In the discussion that followed Reiter’s presentation, Cohen gave an example of how a smart intruder with some knowledge could identify a respondent through the published tables. The NSF contractor was able to use Google scholar, dissertation abstracts, and a candidate whose gender and race were surmised from a faculty photograph found on a departmental website to find a match in the SED. The result was judged to be a correct match. This exercise lent support to the aggregation decision.
Volatility of the data. Among the issues that warrant additional investigation, according to several participants, is that of the volatility of the estimates when the cutoff of 25 rule is applied. The NSF proposal would be to reassess the fine fields every 3 years to identify fields to be added or deleted based on the number of doctorates in a field and the number of schools granting those doctorates. Currently, NSF adds 8 to 10 new fields and loses 2 or 3 fields as a result of these triennial reviews. The decision is usually a joint decision between NSF and the sponsoring agencies of the survey.
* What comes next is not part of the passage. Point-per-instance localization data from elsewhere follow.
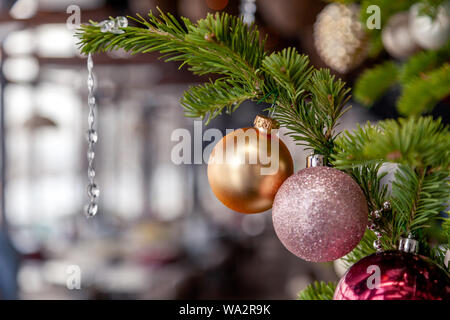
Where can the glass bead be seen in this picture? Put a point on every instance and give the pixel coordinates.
(91, 100)
(376, 214)
(92, 136)
(91, 173)
(93, 191)
(90, 81)
(90, 63)
(121, 22)
(91, 209)
(107, 25)
(90, 155)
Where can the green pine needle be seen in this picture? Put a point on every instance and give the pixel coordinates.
(318, 290)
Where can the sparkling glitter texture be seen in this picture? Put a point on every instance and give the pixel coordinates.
(320, 214)
(402, 276)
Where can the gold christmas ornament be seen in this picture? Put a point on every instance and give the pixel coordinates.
(247, 167)
(339, 37)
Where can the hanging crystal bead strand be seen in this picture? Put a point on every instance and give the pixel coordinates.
(92, 189)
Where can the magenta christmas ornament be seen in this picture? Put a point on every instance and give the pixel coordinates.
(394, 275)
(320, 214)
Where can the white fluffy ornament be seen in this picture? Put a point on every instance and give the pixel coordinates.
(429, 33)
(340, 38)
(397, 38)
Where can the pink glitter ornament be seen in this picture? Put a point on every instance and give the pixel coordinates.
(401, 276)
(320, 214)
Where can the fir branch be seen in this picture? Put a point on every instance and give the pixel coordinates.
(291, 73)
(418, 143)
(421, 94)
(313, 122)
(373, 83)
(225, 45)
(418, 198)
(363, 249)
(318, 290)
(209, 100)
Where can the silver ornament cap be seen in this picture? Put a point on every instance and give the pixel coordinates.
(315, 160)
(408, 244)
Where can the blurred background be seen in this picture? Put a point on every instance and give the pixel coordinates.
(160, 233)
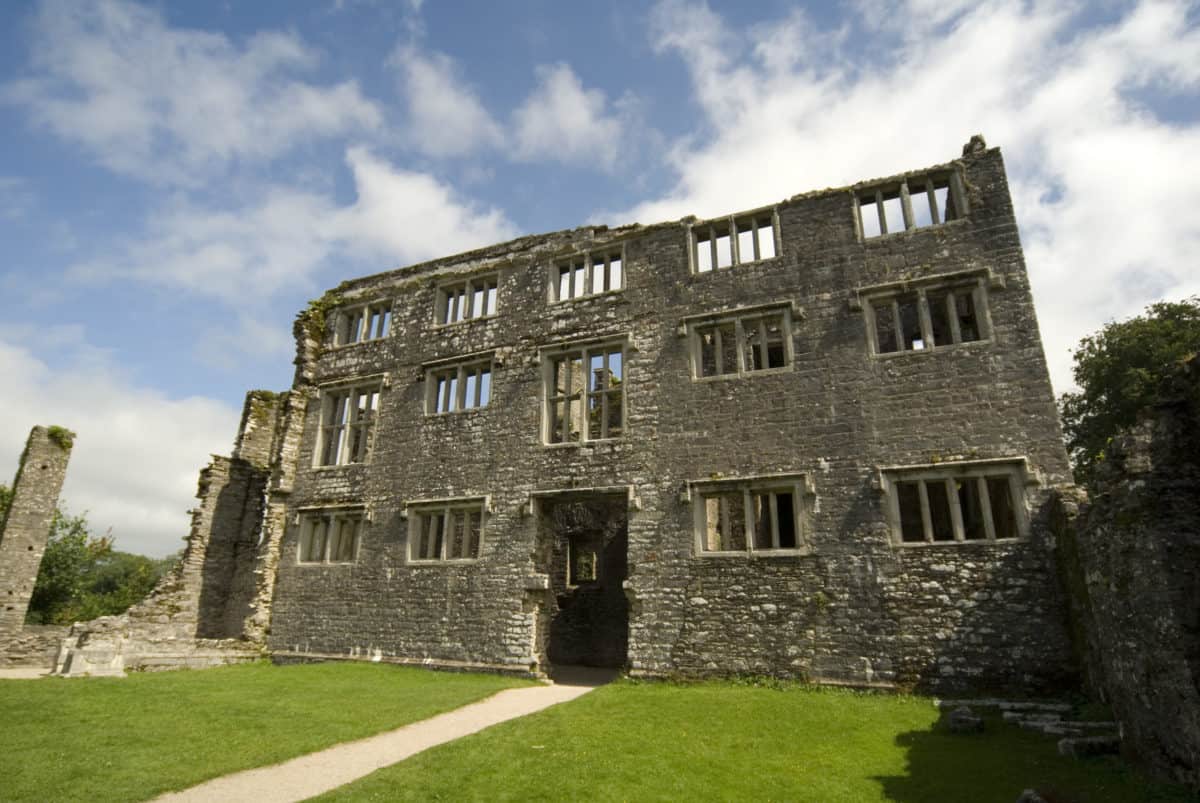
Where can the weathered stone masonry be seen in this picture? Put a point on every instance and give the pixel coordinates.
(23, 537)
(1131, 557)
(208, 609)
(853, 444)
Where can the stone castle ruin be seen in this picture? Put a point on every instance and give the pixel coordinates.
(815, 439)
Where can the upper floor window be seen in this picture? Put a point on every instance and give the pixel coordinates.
(465, 385)
(750, 515)
(934, 315)
(585, 394)
(330, 535)
(733, 240)
(445, 531)
(347, 418)
(916, 202)
(955, 503)
(743, 343)
(588, 275)
(361, 323)
(474, 298)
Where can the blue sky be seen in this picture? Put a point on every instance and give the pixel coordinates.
(177, 179)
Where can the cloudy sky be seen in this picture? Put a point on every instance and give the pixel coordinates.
(177, 179)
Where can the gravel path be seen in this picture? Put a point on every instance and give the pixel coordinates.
(319, 772)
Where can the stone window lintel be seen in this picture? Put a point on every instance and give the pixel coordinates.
(1030, 477)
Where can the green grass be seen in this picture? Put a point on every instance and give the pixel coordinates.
(726, 742)
(132, 738)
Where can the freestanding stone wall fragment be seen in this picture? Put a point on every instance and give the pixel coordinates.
(24, 533)
(197, 613)
(1131, 558)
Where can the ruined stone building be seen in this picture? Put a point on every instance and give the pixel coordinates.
(813, 439)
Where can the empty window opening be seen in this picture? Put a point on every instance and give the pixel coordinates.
(330, 537)
(588, 275)
(957, 504)
(732, 241)
(475, 298)
(586, 395)
(582, 561)
(893, 214)
(347, 419)
(750, 516)
(927, 318)
(459, 387)
(447, 532)
(917, 202)
(359, 324)
(742, 345)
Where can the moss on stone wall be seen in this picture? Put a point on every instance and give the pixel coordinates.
(61, 437)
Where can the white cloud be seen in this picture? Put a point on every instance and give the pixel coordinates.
(172, 106)
(287, 237)
(445, 117)
(1103, 186)
(563, 121)
(234, 255)
(138, 453)
(16, 198)
(409, 216)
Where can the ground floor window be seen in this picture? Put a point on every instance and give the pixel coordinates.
(445, 531)
(750, 515)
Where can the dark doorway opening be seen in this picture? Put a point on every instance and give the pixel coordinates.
(587, 562)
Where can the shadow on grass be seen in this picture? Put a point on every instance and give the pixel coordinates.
(1001, 762)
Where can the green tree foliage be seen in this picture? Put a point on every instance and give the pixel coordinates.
(1120, 370)
(83, 576)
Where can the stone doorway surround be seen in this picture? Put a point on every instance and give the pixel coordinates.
(582, 545)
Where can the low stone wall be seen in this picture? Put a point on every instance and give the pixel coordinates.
(34, 646)
(1131, 561)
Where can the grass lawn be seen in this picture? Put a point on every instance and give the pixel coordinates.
(132, 738)
(718, 741)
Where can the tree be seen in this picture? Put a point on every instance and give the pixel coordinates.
(82, 576)
(1121, 370)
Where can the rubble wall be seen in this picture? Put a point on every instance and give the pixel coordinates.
(27, 528)
(197, 613)
(1132, 562)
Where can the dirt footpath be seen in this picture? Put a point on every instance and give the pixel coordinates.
(319, 772)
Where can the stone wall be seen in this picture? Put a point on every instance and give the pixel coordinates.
(198, 612)
(36, 645)
(27, 528)
(851, 606)
(1132, 561)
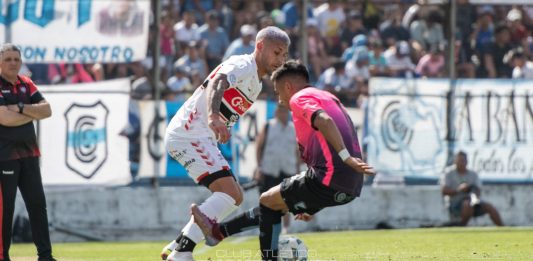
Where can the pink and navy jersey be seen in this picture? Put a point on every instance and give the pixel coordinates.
(317, 153)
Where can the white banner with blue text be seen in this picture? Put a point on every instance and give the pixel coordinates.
(414, 128)
(81, 143)
(76, 31)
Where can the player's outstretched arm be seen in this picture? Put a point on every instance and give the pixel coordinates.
(10, 117)
(325, 124)
(215, 92)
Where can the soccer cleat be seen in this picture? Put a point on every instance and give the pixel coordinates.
(209, 227)
(168, 249)
(180, 256)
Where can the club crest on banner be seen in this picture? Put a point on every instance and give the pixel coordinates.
(86, 146)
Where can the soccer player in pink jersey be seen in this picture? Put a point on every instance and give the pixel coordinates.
(328, 145)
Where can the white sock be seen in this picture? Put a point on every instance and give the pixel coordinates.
(192, 231)
(218, 206)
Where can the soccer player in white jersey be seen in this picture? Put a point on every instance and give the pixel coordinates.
(206, 118)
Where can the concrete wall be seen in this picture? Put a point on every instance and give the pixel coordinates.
(146, 214)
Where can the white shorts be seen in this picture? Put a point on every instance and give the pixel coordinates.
(199, 156)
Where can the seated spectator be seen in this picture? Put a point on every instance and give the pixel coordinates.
(523, 68)
(462, 188)
(357, 41)
(494, 52)
(292, 10)
(179, 84)
(377, 64)
(316, 50)
(193, 61)
(393, 31)
(398, 60)
(354, 27)
(484, 28)
(431, 65)
(244, 44)
(518, 30)
(357, 67)
(330, 16)
(334, 78)
(427, 31)
(214, 40)
(185, 31)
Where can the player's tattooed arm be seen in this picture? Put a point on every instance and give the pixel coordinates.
(215, 92)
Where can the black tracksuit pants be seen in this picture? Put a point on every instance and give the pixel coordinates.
(26, 175)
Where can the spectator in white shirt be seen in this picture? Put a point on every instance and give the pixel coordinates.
(523, 68)
(186, 31)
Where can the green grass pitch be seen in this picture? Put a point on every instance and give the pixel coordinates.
(477, 243)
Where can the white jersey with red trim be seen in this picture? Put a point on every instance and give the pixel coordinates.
(191, 118)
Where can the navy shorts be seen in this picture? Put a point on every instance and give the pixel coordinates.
(305, 194)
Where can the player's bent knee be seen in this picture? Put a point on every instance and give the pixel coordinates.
(237, 196)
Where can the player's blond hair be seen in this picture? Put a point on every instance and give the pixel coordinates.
(8, 47)
(273, 33)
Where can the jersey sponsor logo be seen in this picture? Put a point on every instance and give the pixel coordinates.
(177, 155)
(232, 79)
(86, 146)
(188, 163)
(236, 101)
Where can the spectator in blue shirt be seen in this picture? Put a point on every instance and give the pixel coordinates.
(243, 45)
(215, 39)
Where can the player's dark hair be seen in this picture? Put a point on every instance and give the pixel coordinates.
(462, 154)
(291, 68)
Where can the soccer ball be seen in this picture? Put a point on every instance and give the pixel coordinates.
(291, 249)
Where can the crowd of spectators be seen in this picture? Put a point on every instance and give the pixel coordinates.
(348, 42)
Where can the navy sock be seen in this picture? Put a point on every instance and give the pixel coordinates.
(270, 228)
(245, 221)
(185, 244)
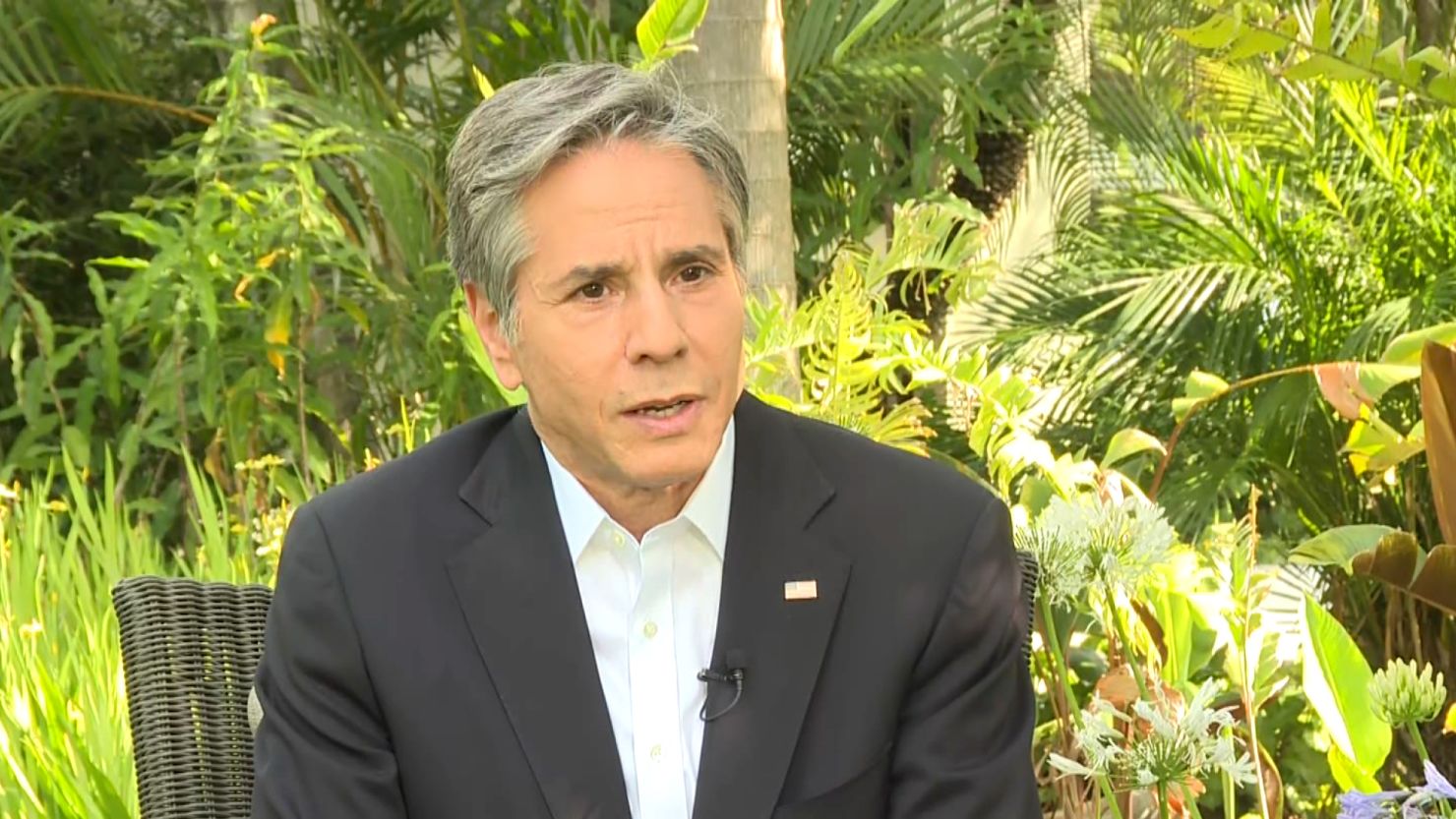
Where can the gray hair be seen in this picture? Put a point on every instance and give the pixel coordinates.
(512, 139)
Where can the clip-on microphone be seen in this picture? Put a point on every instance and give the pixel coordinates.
(734, 673)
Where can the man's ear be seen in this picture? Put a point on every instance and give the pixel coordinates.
(492, 335)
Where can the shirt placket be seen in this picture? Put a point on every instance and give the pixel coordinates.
(657, 736)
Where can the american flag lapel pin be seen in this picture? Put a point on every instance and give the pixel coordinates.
(801, 589)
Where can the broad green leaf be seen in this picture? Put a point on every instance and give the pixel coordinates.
(1371, 442)
(1215, 32)
(1350, 384)
(1337, 681)
(1128, 442)
(470, 338)
(1438, 415)
(1347, 774)
(1340, 545)
(1407, 346)
(1204, 384)
(669, 22)
(1436, 578)
(1251, 42)
(1186, 639)
(1198, 387)
(1325, 67)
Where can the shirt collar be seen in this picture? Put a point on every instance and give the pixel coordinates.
(706, 508)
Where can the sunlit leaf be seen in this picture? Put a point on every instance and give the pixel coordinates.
(1215, 32)
(1337, 681)
(1340, 546)
(1128, 442)
(1407, 346)
(1438, 415)
(470, 338)
(669, 24)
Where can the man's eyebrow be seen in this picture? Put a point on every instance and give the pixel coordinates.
(697, 254)
(585, 273)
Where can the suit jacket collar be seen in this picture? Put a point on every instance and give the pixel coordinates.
(518, 570)
(706, 509)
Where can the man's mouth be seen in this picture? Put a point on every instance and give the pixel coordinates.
(663, 409)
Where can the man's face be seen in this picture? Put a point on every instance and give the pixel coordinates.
(630, 318)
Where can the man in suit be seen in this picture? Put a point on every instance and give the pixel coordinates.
(643, 595)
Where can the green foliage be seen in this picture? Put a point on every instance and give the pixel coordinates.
(266, 276)
(667, 29)
(64, 745)
(885, 100)
(1337, 681)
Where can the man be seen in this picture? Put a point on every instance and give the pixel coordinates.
(645, 595)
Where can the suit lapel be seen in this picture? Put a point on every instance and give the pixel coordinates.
(518, 592)
(776, 492)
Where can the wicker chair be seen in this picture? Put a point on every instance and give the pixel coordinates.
(190, 652)
(1030, 573)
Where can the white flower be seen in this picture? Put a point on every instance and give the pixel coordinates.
(1061, 563)
(1170, 745)
(1120, 542)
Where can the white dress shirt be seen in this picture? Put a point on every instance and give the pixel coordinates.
(652, 613)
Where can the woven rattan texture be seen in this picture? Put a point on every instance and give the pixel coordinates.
(190, 652)
(1030, 573)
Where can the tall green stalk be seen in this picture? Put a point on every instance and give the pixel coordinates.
(1062, 673)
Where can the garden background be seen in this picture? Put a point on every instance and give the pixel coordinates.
(1177, 279)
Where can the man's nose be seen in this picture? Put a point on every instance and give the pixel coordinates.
(654, 326)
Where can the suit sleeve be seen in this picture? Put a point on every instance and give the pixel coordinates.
(964, 737)
(322, 749)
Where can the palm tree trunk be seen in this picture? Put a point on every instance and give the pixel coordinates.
(739, 72)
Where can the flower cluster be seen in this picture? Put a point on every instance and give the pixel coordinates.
(1092, 540)
(1417, 803)
(1170, 746)
(1402, 695)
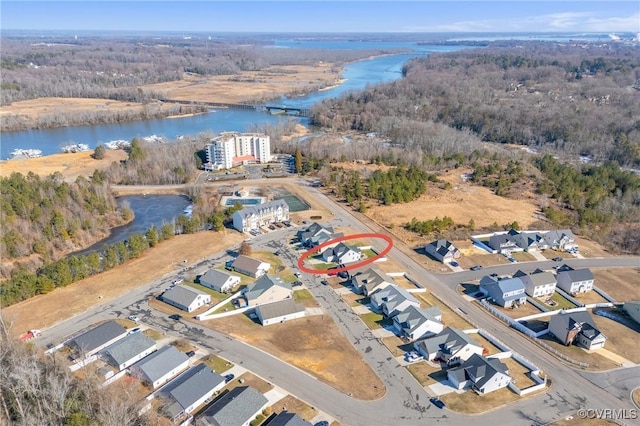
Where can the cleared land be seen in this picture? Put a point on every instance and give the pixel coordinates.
(78, 297)
(314, 344)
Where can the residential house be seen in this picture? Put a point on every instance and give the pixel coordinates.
(284, 418)
(238, 407)
(129, 350)
(369, 280)
(505, 292)
(483, 375)
(391, 300)
(249, 266)
(576, 327)
(575, 281)
(442, 250)
(281, 311)
(267, 289)
(253, 217)
(415, 322)
(342, 254)
(186, 298)
(161, 366)
(539, 283)
(448, 346)
(191, 389)
(219, 280)
(93, 341)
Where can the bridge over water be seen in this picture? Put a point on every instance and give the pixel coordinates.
(271, 109)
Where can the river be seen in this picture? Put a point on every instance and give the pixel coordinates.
(357, 76)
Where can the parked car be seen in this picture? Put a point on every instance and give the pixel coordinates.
(437, 402)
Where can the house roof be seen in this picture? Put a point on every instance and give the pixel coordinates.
(248, 264)
(448, 341)
(182, 295)
(284, 418)
(234, 408)
(128, 347)
(192, 385)
(98, 336)
(280, 308)
(215, 276)
(161, 362)
(263, 284)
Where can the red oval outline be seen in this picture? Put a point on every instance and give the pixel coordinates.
(353, 265)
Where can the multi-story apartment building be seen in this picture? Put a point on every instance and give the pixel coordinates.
(231, 149)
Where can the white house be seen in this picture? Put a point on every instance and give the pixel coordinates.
(219, 280)
(186, 298)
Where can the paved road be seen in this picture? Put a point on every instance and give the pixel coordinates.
(406, 402)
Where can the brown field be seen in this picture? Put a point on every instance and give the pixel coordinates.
(314, 344)
(619, 283)
(65, 302)
(70, 165)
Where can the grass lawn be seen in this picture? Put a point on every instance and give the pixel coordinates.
(217, 364)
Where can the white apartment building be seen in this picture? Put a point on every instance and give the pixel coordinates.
(232, 149)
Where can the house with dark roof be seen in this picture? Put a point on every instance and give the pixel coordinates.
(538, 283)
(415, 322)
(448, 346)
(267, 289)
(186, 298)
(575, 281)
(391, 300)
(342, 254)
(275, 312)
(238, 407)
(506, 292)
(249, 266)
(483, 375)
(190, 390)
(369, 280)
(576, 327)
(94, 340)
(161, 366)
(285, 418)
(254, 217)
(219, 280)
(442, 250)
(128, 350)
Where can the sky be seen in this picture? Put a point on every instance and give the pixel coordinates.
(577, 16)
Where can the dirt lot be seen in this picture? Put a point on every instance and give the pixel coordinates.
(314, 344)
(65, 302)
(70, 165)
(619, 283)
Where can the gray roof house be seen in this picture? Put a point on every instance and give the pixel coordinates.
(284, 310)
(368, 281)
(186, 298)
(93, 341)
(129, 350)
(538, 283)
(249, 266)
(449, 345)
(575, 281)
(415, 322)
(442, 250)
(284, 418)
(191, 389)
(506, 292)
(392, 300)
(238, 407)
(267, 289)
(219, 280)
(576, 327)
(481, 374)
(161, 366)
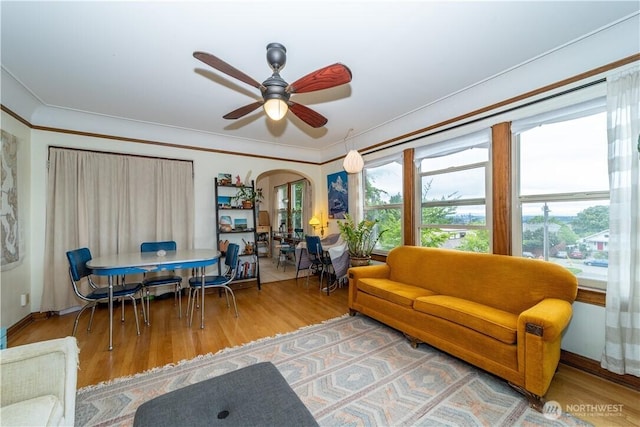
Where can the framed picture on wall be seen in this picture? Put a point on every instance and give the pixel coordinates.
(338, 195)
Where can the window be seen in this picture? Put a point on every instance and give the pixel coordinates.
(290, 202)
(453, 180)
(383, 200)
(563, 191)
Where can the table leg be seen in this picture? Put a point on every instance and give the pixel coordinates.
(202, 293)
(110, 313)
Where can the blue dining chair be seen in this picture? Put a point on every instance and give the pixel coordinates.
(221, 282)
(289, 249)
(78, 270)
(318, 258)
(157, 280)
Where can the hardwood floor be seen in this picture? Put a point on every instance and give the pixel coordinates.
(278, 308)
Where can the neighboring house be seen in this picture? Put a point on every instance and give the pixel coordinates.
(552, 227)
(597, 242)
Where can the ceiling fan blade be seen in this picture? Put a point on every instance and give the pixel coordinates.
(307, 115)
(324, 78)
(242, 111)
(222, 66)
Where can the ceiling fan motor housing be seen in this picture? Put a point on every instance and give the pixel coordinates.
(275, 88)
(276, 56)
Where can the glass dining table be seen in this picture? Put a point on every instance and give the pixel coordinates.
(144, 262)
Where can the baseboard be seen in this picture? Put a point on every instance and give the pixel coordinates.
(593, 367)
(24, 322)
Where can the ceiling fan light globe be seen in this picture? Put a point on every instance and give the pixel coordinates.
(276, 109)
(353, 162)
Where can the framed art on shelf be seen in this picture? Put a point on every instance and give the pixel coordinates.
(224, 179)
(338, 195)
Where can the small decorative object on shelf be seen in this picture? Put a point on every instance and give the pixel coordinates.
(248, 197)
(224, 179)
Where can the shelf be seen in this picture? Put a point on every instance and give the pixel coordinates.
(248, 270)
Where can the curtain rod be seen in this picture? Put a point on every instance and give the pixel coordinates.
(117, 154)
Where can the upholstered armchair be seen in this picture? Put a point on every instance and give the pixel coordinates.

Informed consent. One means of avoiding the problem of potential identification of persons in the published small cells is to obtain the permission of individuals to have personal characteristics and other data published. This would be done by asking for their informed consent to make their data available. It was suggested that informed consent would be sought only for certain sensitive data items, such as gender, race, or ethnicity. This might avoid increased nonresponse that might accompany asking for informed consent for the whole array of data collected by the survey.
According to Cohen, the NSF legislation seems to prohibit requesting the informed consent of the respondents for release of their data. Although the Confidential Information Protection and Statistical Efficiency Act permits the solicitation of the informed consent of respondents, the NSF legislation and the data collection strategy militate against using this authority for SED. Nonetheless, Lynda Carlson agreed that it would be useful to test an application of informed consent to the SED to see if obtaining such consent would be feasible. If so, NSF would then be in a position to deal with the implementation of such a procedure.